The Medicines Company (NASDAQ: MDCO announced this morning that it had settled its litigation with APP Pharmaceuticals regarding that company's attempt to manufacture a generic version of Angiomax. While the settlement appears to be an amicable end to the matter, MDCO still faces challenges from several other generic manufacturers.

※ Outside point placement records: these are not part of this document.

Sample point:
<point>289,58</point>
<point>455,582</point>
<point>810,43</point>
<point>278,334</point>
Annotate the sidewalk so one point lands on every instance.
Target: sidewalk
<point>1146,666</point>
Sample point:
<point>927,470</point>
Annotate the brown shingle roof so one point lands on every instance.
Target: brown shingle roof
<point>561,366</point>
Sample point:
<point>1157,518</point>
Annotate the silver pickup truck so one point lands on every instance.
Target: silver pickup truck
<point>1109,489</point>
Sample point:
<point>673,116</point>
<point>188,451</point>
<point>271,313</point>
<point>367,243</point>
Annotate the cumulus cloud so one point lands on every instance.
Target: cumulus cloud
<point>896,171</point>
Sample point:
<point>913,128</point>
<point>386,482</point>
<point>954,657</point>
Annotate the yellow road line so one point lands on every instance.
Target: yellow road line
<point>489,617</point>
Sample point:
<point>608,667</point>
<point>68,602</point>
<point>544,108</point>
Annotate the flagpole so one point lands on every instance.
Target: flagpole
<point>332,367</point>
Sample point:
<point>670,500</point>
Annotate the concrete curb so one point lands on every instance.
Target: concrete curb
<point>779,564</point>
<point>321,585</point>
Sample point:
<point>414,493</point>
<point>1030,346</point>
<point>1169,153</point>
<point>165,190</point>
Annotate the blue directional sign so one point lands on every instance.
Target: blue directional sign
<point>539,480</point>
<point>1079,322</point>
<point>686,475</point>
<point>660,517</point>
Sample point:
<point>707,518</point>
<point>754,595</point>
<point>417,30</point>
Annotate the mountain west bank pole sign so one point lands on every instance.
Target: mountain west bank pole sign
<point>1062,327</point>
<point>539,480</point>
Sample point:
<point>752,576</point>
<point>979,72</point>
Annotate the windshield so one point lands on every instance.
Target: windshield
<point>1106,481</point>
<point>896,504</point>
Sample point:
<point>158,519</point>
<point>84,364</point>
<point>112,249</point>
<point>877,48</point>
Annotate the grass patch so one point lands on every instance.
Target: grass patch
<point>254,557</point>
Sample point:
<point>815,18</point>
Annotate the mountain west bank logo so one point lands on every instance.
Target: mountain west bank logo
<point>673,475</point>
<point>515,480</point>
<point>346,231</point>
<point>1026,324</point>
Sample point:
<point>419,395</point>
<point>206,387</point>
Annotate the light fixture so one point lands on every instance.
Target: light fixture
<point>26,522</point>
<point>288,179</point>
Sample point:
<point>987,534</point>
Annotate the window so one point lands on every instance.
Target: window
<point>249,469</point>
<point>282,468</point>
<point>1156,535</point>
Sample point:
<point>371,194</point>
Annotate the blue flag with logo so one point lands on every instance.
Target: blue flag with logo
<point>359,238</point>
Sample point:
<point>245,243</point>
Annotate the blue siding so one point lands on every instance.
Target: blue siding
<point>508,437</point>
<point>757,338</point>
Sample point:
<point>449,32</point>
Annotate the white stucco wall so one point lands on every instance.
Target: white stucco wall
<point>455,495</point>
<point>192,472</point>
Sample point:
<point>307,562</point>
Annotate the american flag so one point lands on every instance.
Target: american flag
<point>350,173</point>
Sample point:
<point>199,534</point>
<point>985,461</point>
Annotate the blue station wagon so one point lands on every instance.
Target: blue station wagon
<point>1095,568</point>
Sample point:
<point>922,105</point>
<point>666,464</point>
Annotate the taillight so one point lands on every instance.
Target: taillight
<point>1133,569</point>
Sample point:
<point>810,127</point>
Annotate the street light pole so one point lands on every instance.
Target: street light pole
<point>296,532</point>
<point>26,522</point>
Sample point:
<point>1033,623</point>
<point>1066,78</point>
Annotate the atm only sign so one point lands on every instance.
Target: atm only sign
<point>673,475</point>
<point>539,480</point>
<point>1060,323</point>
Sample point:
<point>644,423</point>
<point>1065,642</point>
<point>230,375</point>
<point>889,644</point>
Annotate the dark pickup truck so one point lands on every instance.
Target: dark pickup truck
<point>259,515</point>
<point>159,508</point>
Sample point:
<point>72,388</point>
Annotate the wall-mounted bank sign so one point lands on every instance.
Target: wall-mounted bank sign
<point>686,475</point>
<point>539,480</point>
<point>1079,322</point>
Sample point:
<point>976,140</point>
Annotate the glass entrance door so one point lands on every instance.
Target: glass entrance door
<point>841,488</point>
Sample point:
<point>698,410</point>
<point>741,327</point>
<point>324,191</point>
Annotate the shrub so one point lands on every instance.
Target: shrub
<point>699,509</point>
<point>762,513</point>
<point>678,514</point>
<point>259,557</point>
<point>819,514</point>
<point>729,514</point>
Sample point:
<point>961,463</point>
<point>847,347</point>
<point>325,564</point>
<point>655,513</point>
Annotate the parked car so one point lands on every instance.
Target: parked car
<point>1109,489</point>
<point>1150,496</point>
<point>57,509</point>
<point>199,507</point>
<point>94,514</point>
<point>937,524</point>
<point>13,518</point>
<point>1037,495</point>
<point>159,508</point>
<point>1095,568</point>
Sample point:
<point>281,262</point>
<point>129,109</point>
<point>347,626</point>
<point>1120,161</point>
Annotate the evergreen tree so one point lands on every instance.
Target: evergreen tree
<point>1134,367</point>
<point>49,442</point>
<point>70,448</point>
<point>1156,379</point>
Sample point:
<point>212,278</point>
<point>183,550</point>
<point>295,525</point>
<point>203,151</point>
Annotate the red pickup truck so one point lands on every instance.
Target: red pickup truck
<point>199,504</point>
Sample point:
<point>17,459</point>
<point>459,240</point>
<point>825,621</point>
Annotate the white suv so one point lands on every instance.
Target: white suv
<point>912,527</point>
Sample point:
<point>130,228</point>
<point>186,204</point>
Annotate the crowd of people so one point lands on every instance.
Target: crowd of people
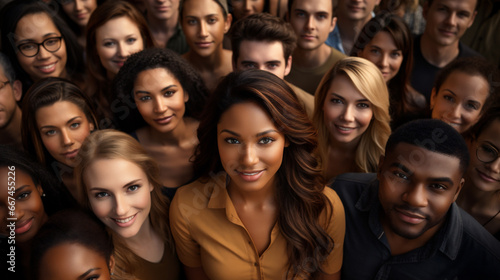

In addition to the APP matter, MDCO was involved in litigation with Mylan and Dr. Reddy's Laboratories as of the 10-Q filed 9-Nov-11. The company also disclosed that Sun Pharmaceutical Industries had submitted an ANDA in Oct-11. Each of those companies seeks permission to manufacture a generic version of Angiomax prior to the expiration of two patents covering the drug.
As part of the settlement, MDCO entered into a license agreement whereby APP will have the right to launch a generic product effective 1-May-19. The two parties also entered into a manufacturing agreement under which APP agreed to manufacture and supply Angiomax to MDCO, providing the company additional supply capacity for its biggest product.
Also of note is the Sep-11 resolution of a similar legal battle with Teva. As part of that settlement, Teva will be able to manufacture and market a generic version of Angiomax effective 30-Jun-19. The fact that the two license dates are relatively close suggests that the outstanding matters with Mylan, Dr. Reddy's, and Sun could be resolved with a similar outcome.
As of the 10-Q filed 9-Nov-11, MDCO had 3 approved products. Sales of Angiomax accounted for approximately 99.8% of the company's $352.5 million in 9M11 net revenue.